From: "Paul E. McKenney" <paulmck@kernel.org>
To: Joel Fernandes <joel@joelfernandes.org>
Cc: Frederic Weisbecker <frederic@kernel.org>, rcu@vger.kernel.org
Subject: Re: [BUG] Random intermittent boost failures (Was Re: [BUG] TREE04..)
Date: Sun, 17 Sep 2023 23:05:33 -0700 [thread overview]
Message-ID: <3e0bcf79-f088-40c0-89b7-aef36f9af4ba@paulmck-laptop> (raw)
In-Reply-To: <20230915163711.GA3116200@google.com>
On Fri, Sep 15, 2023 at 04:37:11PM +0000, Joel Fernandes wrote:
> Hi Paul,
> Thanks! I merged replies to 3 threads into this one to make it easier to follow.
>
> On Fri, Sep 15, 2023 at 07:53:15AM -0700, Paul E. McKenney wrote:
> > On Fri, Sep 15, 2023 at 11:33:13AM +0000, Joel Fernandes wrote:
> > > On Fri, Sep 15, 2023 at 12:13:31AM +0000, Joel Fernandes wrote:
> [...]
> > > On the other hand, I came up with a real fix [1] and I am currently testing it.

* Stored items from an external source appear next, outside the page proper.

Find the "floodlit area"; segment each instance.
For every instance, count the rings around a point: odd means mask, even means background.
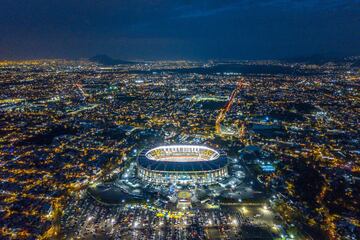
[[[158,184],[139,178],[139,166],[134,161],[113,182],[94,184],[86,195],[70,203],[62,220],[63,236],[121,239],[280,236],[273,226],[281,221],[275,220],[266,194],[258,195],[260,188],[253,184],[255,179],[241,161],[228,159],[228,162],[229,176],[216,183]],[[252,199],[262,200],[252,203]]]
[[[219,153],[205,146],[169,145],[153,148],[145,156],[155,161],[197,162],[211,161],[219,157]]]
[[[211,184],[228,176],[228,158],[206,146],[160,146],[140,152],[137,175],[159,185]]]

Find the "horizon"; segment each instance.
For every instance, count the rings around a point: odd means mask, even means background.
[[[130,61],[130,62],[136,62],[136,61],[143,61],[143,62],[156,62],[156,61],[190,61],[190,62],[209,62],[209,61],[215,61],[215,62],[232,62],[232,61],[283,61],[283,62],[302,62],[305,60],[312,60],[316,58],[316,60],[324,60],[331,62],[332,60],[345,60],[348,58],[357,58],[360,56],[360,54],[355,55],[322,55],[322,54],[312,54],[312,55],[304,55],[304,56],[294,56],[289,58],[208,58],[208,59],[187,59],[187,58],[178,58],[178,59],[122,59],[114,57],[110,54],[95,54],[92,56],[84,56],[84,57],[78,57],[78,58],[18,58],[18,59],[11,59],[11,58],[0,58],[0,62],[3,61],[9,61],[9,62],[19,62],[19,61],[56,61],[56,60],[66,60],[66,61],[90,61],[91,58],[98,57],[98,56],[106,56],[111,58],[112,60],[120,60],[120,61]]]

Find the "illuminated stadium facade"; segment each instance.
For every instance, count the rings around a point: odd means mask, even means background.
[[[206,146],[169,145],[142,151],[137,175],[156,183],[211,184],[228,175],[227,156]]]

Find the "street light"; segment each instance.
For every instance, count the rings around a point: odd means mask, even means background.
[[[242,207],[241,210],[243,211],[243,213],[247,213],[247,208],[246,207]]]
[[[264,205],[261,210],[264,214],[270,213],[270,210],[269,210],[268,206],[266,206],[266,205]]]
[[[139,225],[137,221],[134,222],[134,228],[136,228]]]
[[[236,218],[232,221],[232,224],[233,224],[233,225],[238,225],[238,221],[237,221]]]

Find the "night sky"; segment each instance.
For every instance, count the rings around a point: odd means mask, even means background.
[[[0,59],[360,54],[360,0],[0,0]]]

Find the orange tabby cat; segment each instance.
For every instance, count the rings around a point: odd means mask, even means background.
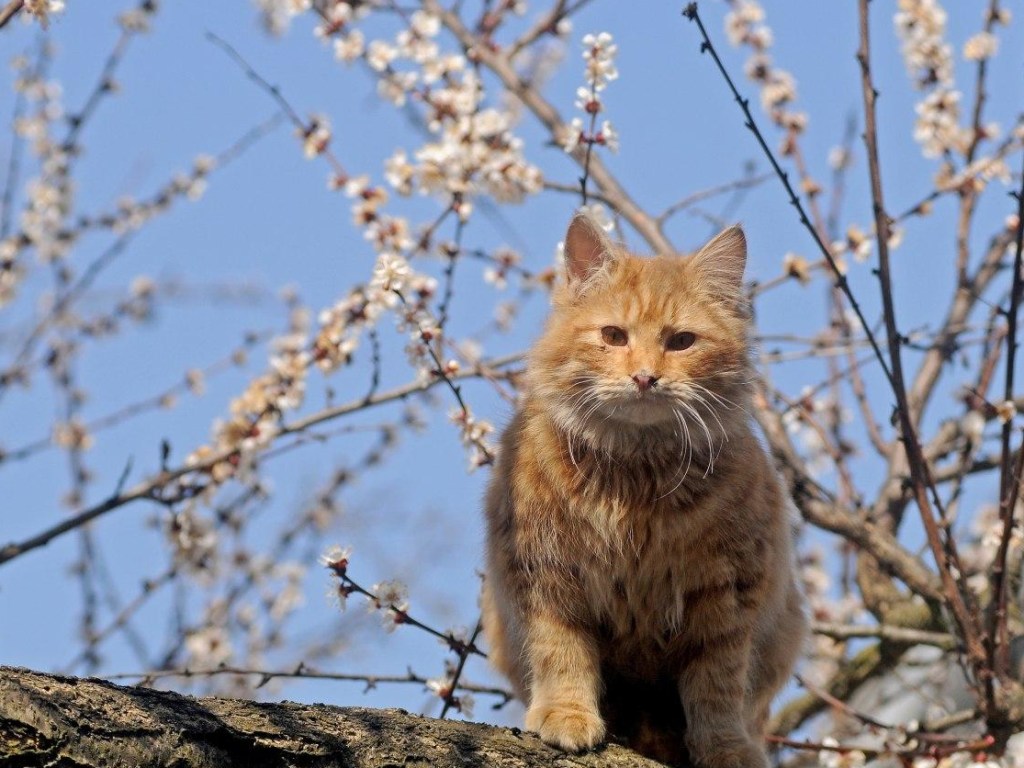
[[[484,627],[526,727],[764,768],[806,629],[750,426],[746,243],[643,259],[577,216],[487,495]]]

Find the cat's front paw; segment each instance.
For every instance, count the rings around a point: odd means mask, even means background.
[[[727,741],[701,751],[695,755],[698,768],[768,768],[764,749],[752,741]]]
[[[545,744],[566,752],[581,752],[604,740],[604,721],[579,706],[532,706],[526,712],[526,730],[540,734]]]

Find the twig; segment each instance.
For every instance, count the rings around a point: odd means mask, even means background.
[[[694,192],[692,195],[687,195],[682,200],[673,203],[662,211],[658,215],[656,221],[659,224],[664,224],[668,219],[672,218],[680,211],[685,211],[687,208],[690,208],[699,202],[707,200],[708,198],[717,197],[718,195],[722,195],[727,192],[735,192],[740,189],[751,189],[763,184],[768,179],[772,178],[772,175],[773,174],[770,173],[762,173],[757,176],[745,176],[743,178],[727,182],[726,184],[719,184],[715,187],[708,187],[707,189]]]
[[[552,136],[559,134],[565,121],[550,102],[546,101],[535,89],[529,88],[522,82],[522,78],[519,77],[507,56],[486,45],[480,45],[477,36],[466,28],[457,15],[441,5],[438,0],[423,0],[423,7],[428,12],[435,14],[467,51],[473,51],[473,56],[478,57],[480,62],[498,77],[509,93],[522,101],[533,112]],[[580,166],[583,165],[582,150],[577,149],[571,156]],[[600,157],[592,158],[590,177],[609,200],[609,205],[630,223],[652,250],[657,253],[673,253],[675,251],[658,223],[634,202],[615,176],[601,162]]]
[[[17,16],[24,5],[25,0],[11,0],[11,2],[0,9],[0,29],[7,26],[7,22]]]
[[[908,629],[886,624],[856,626],[815,621],[811,623],[811,631],[835,640],[877,637],[881,640],[893,640],[898,643],[932,645],[946,651],[955,649],[957,645],[956,638],[946,632],[927,632],[922,629]]]
[[[236,349],[235,352],[232,352],[230,355],[227,355],[226,357],[221,358],[215,363],[208,365],[206,368],[198,369],[201,372],[203,379],[208,379],[212,376],[215,376],[218,373],[221,373],[222,371],[236,367],[237,365],[239,365],[239,363],[237,363],[235,360],[236,355],[238,355],[243,350],[246,350],[250,347],[253,347],[257,344],[266,341],[270,337],[270,335],[271,334],[266,331],[260,333],[247,333],[245,339],[242,341],[242,344]],[[128,419],[132,418],[133,416],[137,416],[140,413],[145,413],[146,411],[154,410],[156,408],[167,407],[167,403],[169,402],[169,400],[175,398],[179,394],[183,394],[185,392],[190,391],[191,388],[192,387],[189,384],[187,375],[185,377],[179,377],[178,381],[175,384],[165,388],[164,390],[155,395],[150,395],[149,397],[144,398],[142,400],[137,400],[134,403],[129,403],[128,405],[122,406],[104,416],[99,416],[93,419],[92,421],[87,421],[85,423],[85,430],[89,434],[94,434],[104,429],[117,426],[118,424],[121,424],[127,421]],[[25,443],[24,445],[18,448],[14,448],[0,455],[0,464],[3,464],[8,461],[18,461],[21,459],[26,459],[29,456],[32,456],[33,454],[39,453],[40,451],[52,447],[52,435],[40,437],[35,440],[32,440],[31,442]]]
[[[864,96],[864,143],[867,147],[868,171],[871,178],[871,200],[875,218],[875,234],[878,247],[878,280],[882,294],[882,311],[885,319],[886,336],[889,342],[891,372],[889,383],[896,396],[896,410],[900,421],[900,432],[910,474],[913,481],[914,497],[917,501],[921,521],[925,528],[932,555],[938,565],[946,599],[963,637],[966,653],[976,672],[985,664],[985,650],[981,640],[981,627],[977,615],[968,607],[965,588],[962,584],[963,569],[960,567],[956,544],[952,536],[941,536],[935,515],[928,498],[929,489],[938,501],[934,483],[931,482],[927,461],[918,441],[917,429],[907,401],[907,389],[903,383],[903,363],[900,355],[902,337],[896,326],[896,310],[893,304],[892,278],[889,270],[889,219],[885,212],[882,193],[882,177],[878,160],[878,133],[875,122],[875,101],[878,92],[871,79],[870,30],[868,24],[868,0],[858,0],[860,20],[860,48],[857,60],[861,69],[861,90]],[[941,510],[941,504],[936,504]],[[954,570],[956,575],[954,576]]]
[[[93,281],[99,276],[100,272],[106,269],[114,259],[121,255],[134,237],[135,232],[133,231],[125,232],[118,237],[91,264],[89,264],[88,267],[86,267],[81,277],[79,277],[78,280],[60,296],[56,303],[54,303],[53,308],[38,323],[36,323],[25,341],[22,342],[21,348],[18,350],[18,354],[14,357],[14,362],[11,363],[6,370],[0,371],[0,400],[3,399],[3,396],[10,388],[10,385],[18,379],[18,372],[31,356],[32,352],[36,348],[36,344],[38,344],[40,339],[42,339],[43,334],[50,325],[56,322],[61,315],[63,315],[65,310],[67,310],[67,308],[79,296],[81,296],[84,291],[89,289]]]
[[[832,272],[835,275],[836,287],[843,292],[843,294],[846,296],[847,301],[850,302],[850,307],[857,315],[857,319],[860,321],[861,327],[864,329],[864,334],[867,337],[869,343],[871,344],[871,348],[874,350],[875,356],[878,358],[879,364],[882,366],[882,371],[885,373],[886,378],[889,379],[891,382],[892,373],[889,370],[889,365],[886,362],[885,355],[882,353],[882,349],[879,346],[878,341],[875,339],[874,334],[871,332],[871,326],[868,324],[868,321],[864,316],[864,312],[860,308],[860,304],[857,302],[856,297],[853,295],[853,291],[851,290],[850,285],[846,279],[846,275],[843,274],[843,271],[839,268],[839,265],[836,263],[835,257],[832,255],[831,249],[821,239],[821,235],[818,233],[818,230],[814,227],[814,225],[811,223],[811,220],[808,218],[807,212],[804,210],[803,204],[800,202],[800,198],[797,197],[796,192],[793,190],[792,184],[790,184],[789,182],[789,174],[782,170],[782,166],[779,165],[779,161],[775,159],[775,153],[772,152],[771,148],[768,146],[768,143],[765,141],[764,135],[757,127],[757,122],[754,120],[754,115],[750,111],[750,101],[748,99],[743,98],[740,95],[739,91],[736,90],[736,85],[733,83],[732,78],[729,76],[729,72],[726,70],[725,65],[722,63],[722,60],[719,58],[718,51],[715,50],[715,47],[711,42],[711,38],[708,36],[707,29],[705,29],[704,27],[704,22],[701,21],[700,15],[697,12],[697,3],[693,2],[688,4],[686,8],[683,10],[683,15],[690,21],[694,21],[697,23],[697,27],[699,28],[701,37],[703,38],[703,42],[700,46],[701,53],[711,54],[711,58],[714,59],[715,65],[718,67],[718,71],[722,74],[722,77],[725,78],[725,82],[729,86],[729,90],[732,92],[733,99],[739,105],[740,109],[743,111],[744,116],[746,117],[744,125],[754,135],[754,138],[757,140],[757,143],[760,145],[761,149],[765,153],[765,156],[768,158],[768,162],[771,163],[772,169],[775,171],[776,177],[778,177],[779,181],[782,182],[783,187],[785,187],[786,194],[789,196],[790,205],[792,205],[796,209],[797,215],[800,219],[800,223],[803,224],[804,228],[810,233],[811,237],[814,239],[815,244],[818,246],[818,250],[821,251],[822,256],[824,256],[825,260],[828,262],[828,265],[832,268]]]
[[[38,77],[46,58],[46,45],[42,46],[32,77]],[[11,124],[17,125],[25,111],[25,91],[17,89],[14,97],[14,113],[11,116]],[[14,211],[14,190],[18,186],[18,174],[21,168],[21,157],[25,143],[22,141],[18,131],[11,131],[11,149],[7,158],[7,175],[4,178],[4,193],[0,198],[0,240],[7,238],[11,231],[11,215]]]
[[[176,567],[172,567],[164,571],[156,578],[146,579],[145,581],[143,581],[142,589],[139,591],[139,594],[135,596],[135,599],[133,599],[130,603],[127,603],[117,614],[117,616],[114,617],[113,621],[111,621],[106,627],[101,629],[99,632],[95,632],[94,634],[92,634],[89,637],[88,647],[85,648],[81,653],[79,653],[65,665],[64,669],[66,673],[71,674],[75,667],[77,667],[79,664],[81,664],[88,658],[89,654],[95,653],[95,650],[100,645],[100,643],[102,643],[104,640],[106,640],[108,637],[110,637],[112,634],[114,634],[122,627],[126,626],[131,617],[135,615],[136,612],[138,612],[138,610],[145,604],[145,602],[150,597],[152,597],[165,584],[169,584],[170,582],[172,582],[175,578],[177,578],[177,576],[178,569]]]
[[[377,394],[377,390],[380,389],[380,366],[381,366],[381,355],[380,355],[380,334],[377,332],[376,326],[371,326],[367,329],[366,335],[370,338],[370,365],[372,366],[370,373],[370,389],[366,393],[366,401],[369,402],[373,399],[373,396]]]
[[[567,0],[557,0],[548,13],[544,14],[544,16],[539,19],[533,27],[527,30],[522,37],[508,47],[508,53],[506,55],[509,60],[514,61],[525,48],[531,46],[544,35],[554,34],[559,21],[569,18],[574,13],[587,6],[591,1],[592,0],[576,0],[575,3],[569,5]]]
[[[72,150],[75,148],[78,134],[81,133],[89,118],[96,112],[103,97],[115,92],[114,72],[124,59],[124,55],[128,50],[128,44],[137,34],[138,32],[131,27],[122,27],[121,35],[117,38],[113,49],[107,55],[107,60],[103,63],[103,69],[100,70],[99,79],[96,81],[96,85],[93,86],[92,91],[89,92],[85,104],[78,112],[68,115],[68,132],[64,137],[64,141],[61,142],[61,149],[65,152],[72,155],[75,154]]]
[[[183,677],[187,679],[193,677],[214,677],[217,675],[258,676],[260,678],[260,682],[257,687],[266,685],[268,682],[276,678],[338,680],[342,682],[363,683],[365,684],[367,691],[373,690],[381,683],[411,683],[415,685],[426,685],[430,681],[429,678],[417,675],[411,669],[404,675],[372,675],[345,672],[318,672],[305,664],[299,664],[295,669],[291,670],[254,669],[250,667],[233,667],[227,665],[215,667],[214,669],[189,669],[188,667],[183,669],[157,669],[151,672],[121,672],[115,675],[104,675],[104,679],[139,679],[137,685],[148,686],[157,680],[166,680],[174,677]],[[496,705],[497,708],[504,706],[514,698],[512,692],[504,688],[476,685],[474,683],[460,683],[457,687],[460,691],[498,697],[501,701]]]
[[[310,132],[310,124],[308,124],[299,116],[299,113],[295,111],[294,107],[292,107],[288,99],[286,99],[284,95],[281,93],[281,89],[278,88],[276,85],[271,85],[269,82],[267,82],[267,80],[259,72],[257,72],[248,61],[245,60],[245,57],[243,57],[242,54],[240,54],[235,49],[234,46],[232,46],[223,38],[218,37],[213,32],[207,32],[206,39],[214,45],[216,45],[222,51],[224,51],[229,57],[231,57],[235,64],[237,64],[241,68],[241,70],[245,72],[245,76],[248,77],[249,80],[256,83],[256,85],[258,85],[268,94],[270,94],[271,98],[273,98],[274,101],[277,102],[277,105],[278,107],[281,108],[281,111],[288,116],[288,119],[299,131],[300,135],[305,136]],[[345,171],[345,167],[341,164],[341,161],[338,160],[338,158],[334,155],[330,147],[325,146],[321,148],[318,154],[321,154],[325,158],[327,158],[327,161],[330,163],[331,167],[334,170],[336,179],[348,179],[348,173]]]
[[[356,594],[362,595],[363,597],[372,600],[378,608],[387,609],[391,611],[392,614],[394,614],[395,624],[408,624],[410,627],[415,627],[416,629],[422,630],[423,632],[426,632],[428,635],[432,635],[433,637],[436,637],[438,640],[444,642],[452,651],[459,654],[460,656],[475,654],[477,656],[482,656],[485,659],[487,658],[487,654],[481,651],[476,645],[476,639],[480,633],[479,622],[477,622],[477,630],[473,633],[473,636],[468,641],[461,640],[451,632],[442,632],[441,630],[435,629],[429,624],[426,624],[423,621],[420,621],[419,619],[415,618],[412,614],[408,612],[408,610],[406,610],[402,606],[381,600],[381,598],[374,592],[372,592],[369,589],[366,589],[366,587],[354,581],[352,577],[348,575],[347,566],[348,563],[345,560],[339,561],[337,563],[330,563],[327,566],[334,573],[334,575],[337,576],[338,579],[341,581],[341,589],[345,590],[346,595],[350,595],[354,592]]]
[[[992,30],[995,28],[996,19],[999,18],[999,0],[989,0],[988,10],[985,13],[985,24],[984,31],[988,34],[992,34]],[[971,111],[971,141],[967,146],[967,152],[965,157],[967,164],[970,165],[974,161],[975,153],[978,151],[978,145],[981,144],[982,138],[985,133],[981,127],[981,116],[982,110],[985,108],[985,100],[988,97],[988,93],[985,90],[985,76],[988,73],[988,57],[982,56],[978,59],[977,72],[974,78],[974,109]]]
[[[460,196],[456,195],[452,198],[451,207],[453,210],[458,210],[462,201]],[[445,256],[448,257],[448,263],[445,264],[444,268],[444,292],[441,296],[441,303],[437,308],[437,327],[441,331],[445,331],[448,325],[448,310],[451,308],[452,296],[455,291],[455,263],[459,259],[459,255],[462,253],[462,234],[466,230],[465,220],[456,213],[455,217],[455,239],[451,243],[450,248],[445,248]]]
[[[871,717],[871,715],[867,714],[866,712],[861,712],[859,709],[851,707],[849,704],[847,704],[842,699],[836,698],[835,696],[833,696],[828,691],[824,690],[823,688],[819,688],[814,683],[812,683],[810,680],[807,680],[807,679],[801,677],[800,675],[796,675],[796,681],[800,685],[802,685],[804,688],[806,688],[808,691],[810,691],[812,694],[814,694],[819,699],[821,699],[826,704],[828,704],[830,707],[832,707],[834,709],[837,709],[840,712],[843,712],[843,713],[849,715],[850,717],[853,717],[853,718],[855,718],[857,720],[860,720],[865,725],[870,725],[870,726],[872,726],[874,728],[884,728],[886,730],[888,730],[888,729],[893,727],[889,723],[883,723],[881,720],[876,720],[875,718]]]
[[[402,306],[406,309],[411,307],[408,300],[405,298],[405,295],[401,291],[392,289],[392,292],[402,302]],[[459,409],[462,411],[462,417],[466,420],[466,423],[468,423],[469,419],[472,418],[472,413],[469,410],[469,406],[466,405],[465,399],[462,397],[462,387],[455,383],[453,380],[454,377],[446,370],[444,362],[441,360],[440,356],[437,354],[437,349],[434,347],[434,340],[422,330],[419,333],[419,337],[420,344],[427,350],[427,353],[430,355],[430,359],[434,362],[433,374],[443,381],[447,385],[448,389],[451,390],[451,393],[455,396],[455,401],[459,404]],[[486,465],[494,462],[494,451],[492,451],[483,440],[475,440],[474,445],[480,451],[482,464]]]
[[[444,706],[441,707],[441,714],[438,715],[444,720],[445,715],[448,714],[448,710],[451,707],[460,708],[460,702],[452,695],[459,686],[459,680],[462,679],[462,670],[466,667],[466,659],[469,658],[470,650],[476,647],[476,639],[480,636],[480,632],[484,628],[483,617],[481,616],[476,620],[476,627],[473,629],[473,634],[470,635],[469,643],[459,649],[459,663],[455,667],[455,671],[452,673],[451,683],[448,685],[448,691],[444,697]]]
[[[485,376],[489,369],[500,368],[511,363],[519,362],[522,358],[523,355],[521,353],[495,358],[493,360],[485,361],[475,368],[467,368],[459,371],[458,373],[449,374],[445,381],[449,386],[451,386],[456,380],[480,378]],[[364,397],[360,397],[342,405],[325,408],[322,411],[296,419],[289,424],[283,425],[278,434],[279,436],[294,434],[296,432],[309,429],[316,424],[322,424],[341,416],[346,416],[350,413],[364,410],[368,407],[383,405],[396,400],[404,400],[410,395],[432,389],[435,386],[438,386],[441,382],[442,379],[440,378],[427,382],[414,381],[385,392],[380,392],[369,400]],[[223,461],[228,461],[230,457],[237,455],[237,449],[224,449],[210,455],[201,462],[197,462],[195,464],[183,464],[175,469],[160,472],[156,476],[151,477],[148,480],[144,480],[122,493],[113,495],[99,504],[88,507],[87,509],[62,520],[60,523],[51,526],[34,536],[30,536],[29,538],[19,542],[11,542],[0,547],[0,566],[24,555],[26,552],[31,552],[39,547],[46,546],[54,539],[59,538],[65,533],[73,531],[98,517],[102,517],[111,510],[123,507],[126,504],[130,504],[135,501],[144,499],[156,500],[154,498],[154,494],[178,478],[192,473],[200,473],[209,470]]]
[[[1021,177],[1021,188],[1013,193],[1017,200],[1017,233],[1015,238],[1016,251],[1013,257],[1013,278],[1010,286],[1010,308],[1006,313],[1006,376],[1003,383],[1003,399],[1013,401],[1014,371],[1017,362],[1017,318],[1020,313],[1022,281],[1022,250],[1024,250],[1024,173]],[[992,668],[1000,679],[1010,674],[1010,638],[1006,609],[1007,579],[1006,558],[1010,551],[1010,539],[1013,536],[1014,507],[1021,482],[1022,459],[1024,450],[1019,452],[1016,466],[1012,461],[1010,436],[1013,430],[1013,419],[1006,419],[1000,434],[999,462],[999,517],[1003,523],[999,549],[993,561],[992,590],[995,595],[996,609],[989,618],[989,637],[992,642]]]

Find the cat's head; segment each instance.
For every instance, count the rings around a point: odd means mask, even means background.
[[[746,419],[746,240],[641,258],[587,216],[565,237],[565,280],[534,348],[530,388],[555,422],[605,448],[678,435],[717,452]]]

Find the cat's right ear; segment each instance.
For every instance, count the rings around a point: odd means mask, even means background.
[[[565,272],[569,285],[585,283],[615,254],[615,246],[594,219],[578,213],[565,233]]]
[[[742,301],[747,238],[739,226],[715,235],[691,259],[707,290],[723,299]]]

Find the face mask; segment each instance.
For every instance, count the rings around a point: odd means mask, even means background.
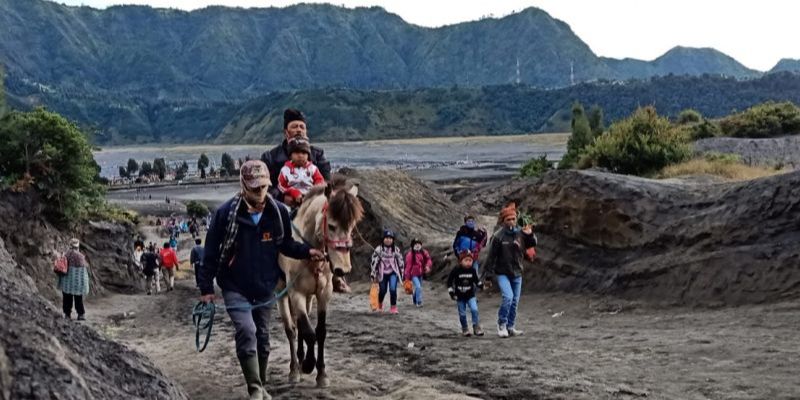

> > > This is to fix a live lock between RT push and CPU hotplug's
> > > select_fallback_rq()-induced push. I am not sure if the fix works but I have
> > > some faith based on what I'm seeing in traces. Fingers crossed. I also feel
> > > the real fix is needed to prevent these issues even if we're able to hide it
> > > by halving the total rcutorture boost threads.
> >
> > This don't-schedule-on-dying CPUs approach does quite look promising
> > to me!
> >
> > Then again, I cannot claim to be a scheduler expert. And I am a bit
> > surprised that this does not already happen. Which makes me wonder
> > (admittedly without evidence either way) whether there is some CPU-hotplug
> > race that it might induce. But then again, figuring this sort of thing
> > out is what part of the scheduler guys are there for, right? ;-)
>
> Yes it looks promising. Actually this sort of thing also seems to be already
> done in CFS, it just not there in RT. So maybe it is OK. Testing so far
> showed me pretty good results even with hotplug testing. Here is hoping!
>
> > > > On the other hand, I came up with a real fix [1] and I am currently testing it.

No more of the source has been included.